How to Make Roasted Cabbage
There are two ways I love to cook cabbage: sauteing and roasting. For this recipe, I wanted to keep the method as simple as possible so I went with roasting. This way, you can have it cooking in the oven at the same time as the tofu.
To roast cabbage, pre-heat the oven to 400 degrees, chop and sprinkle with a pinch of salt and pepper then spread on a baking tray and roast until starting to brown. It’s really good roasted in big slabs but for this recipe, since it’s getting mixed into a bowl, I went with slices. You can make it with or without a bit of olive oil, both are good.
To saute cabbage, I cook it in a pan with water, allowing the pan to dry out then adding a splash more water and repeating until the cabbage is caramelized. It’s so good! I make cabbage often like this for a snack.
Cabbage Health Benefits
I love cabbage for its nutritional benefits. I think cabbage is often underlooked but it’s such a nutritious and wonderful vegetable that has the most amazing flavor when roasted or sauteed. Cabbage is packed with nutrients and among other things:
- has anti-inflammatory properties
- is high in vitamin C
- the fiber it contains promotes healthy digestion, supports heart health and may help lower blood pressed and cholesterol levels
- is a good source of vitamin K
- has been shown to have cancer-fighting benefits much like it’s cruciferous friends, kale, cauliflower and brussel sprouts
Bonus: if you go for red cabbage because which is full of anthocyanins, a type of antioxidant found in blue, purple, and red plants.
Tofu and Edamame Buddha Bowls
Alright, here’s what we’ve got going on in these yummy Asian-inspired vegan buddha bowls: shelled edamame, brown rice, baked tofu, roasted red cabbage, raw grated carrot and creamy, slightly sweet, coconut almond satay sauce.
They’re high in protein, high in fiber, full of flavor and texture and make a filling, healthy plant-based dinner.
More Buddha Bowl Recipes
For more yummy vegan buddha bowls, check out my list of easy vegan dinner ideas or try one of these recipes:
- Vegan Sweet Potato Tofu Bowls
- Roasted Potato Avocado Buddha Bowls
- Sushi Bowl with Vegan Spicy Mayo
- Brown Rice Burrito Bowl
- Vegan Sweet Potato Buddha Bowl
For the Baked Tofu
- 1 package firm or extra-firm tofu
- 2 tablespoons soy sauce or gluten-free tamari
- 2 teaspoons garlic powder
- 1 teaspoon black pepper
For the Almond Satay Sauce
- 3 tablespoons almond butter
- 2 tablespoons sweet chili sauce
- 3 tablespoons gluten-free tamari or soy sauce
- 1 teaspoon apple cider vinegar
- 1/4 cup light coconut milk
For the Bowls
- 2 cups cooked shelled edamame (1/2 a cup per bowl)
- 1 medium red or green cabbage, roughly sliced (1–2 cups per bowl)
- 4 medium carrots, grated (1 carrot per bowl)
- 2 cups cooked brown rice (1/2 cup per bowl)
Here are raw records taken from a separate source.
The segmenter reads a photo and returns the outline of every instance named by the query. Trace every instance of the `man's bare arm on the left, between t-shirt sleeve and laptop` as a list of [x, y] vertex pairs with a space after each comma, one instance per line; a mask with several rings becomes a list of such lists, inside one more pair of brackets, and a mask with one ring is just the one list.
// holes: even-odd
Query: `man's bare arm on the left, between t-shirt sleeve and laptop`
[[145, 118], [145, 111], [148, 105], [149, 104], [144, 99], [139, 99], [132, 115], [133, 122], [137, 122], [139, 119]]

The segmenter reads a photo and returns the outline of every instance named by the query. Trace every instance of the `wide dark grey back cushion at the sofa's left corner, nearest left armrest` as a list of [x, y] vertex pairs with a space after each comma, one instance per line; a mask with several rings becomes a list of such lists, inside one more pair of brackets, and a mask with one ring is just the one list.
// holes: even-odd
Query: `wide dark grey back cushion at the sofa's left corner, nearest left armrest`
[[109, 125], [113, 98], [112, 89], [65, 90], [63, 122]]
- Pre-heat the oven to 400 degrees.
- To make the tofu, cube and toss with the soy sauce, black pepper and garlic powder. Prepare a baking sheet by either lining it with parchment paper or a silicone baking mat or using some non-stick cooking spray (I like this avocado oil spray). Place the cubed tofu on the tray and bake for 30 minutes, flipping once halfway through.
- To make the roasted red cabbage, place the sliced cabbage on a large baking tray or two small ones in one layer. Sprinkle with salt and pepper and roast in the oven for 30-40 minutes until starting to brown and crisp.
- To make the sauce, whisk the sauce ingredients together in a jar or container or add to a jar with a lid and shake vigorously until smooth and creamy.
- Prepare 4 bowls or containers then divide the edamame, carrots and brown rice between them. Once the cabbage and tofu are cooked, add those as well. Finish them off with the sauce and serve right away or store in the fridge for up to 4 days. If storing leftovers, I’d suggest storing the sauce separately so the bowls stay fresher.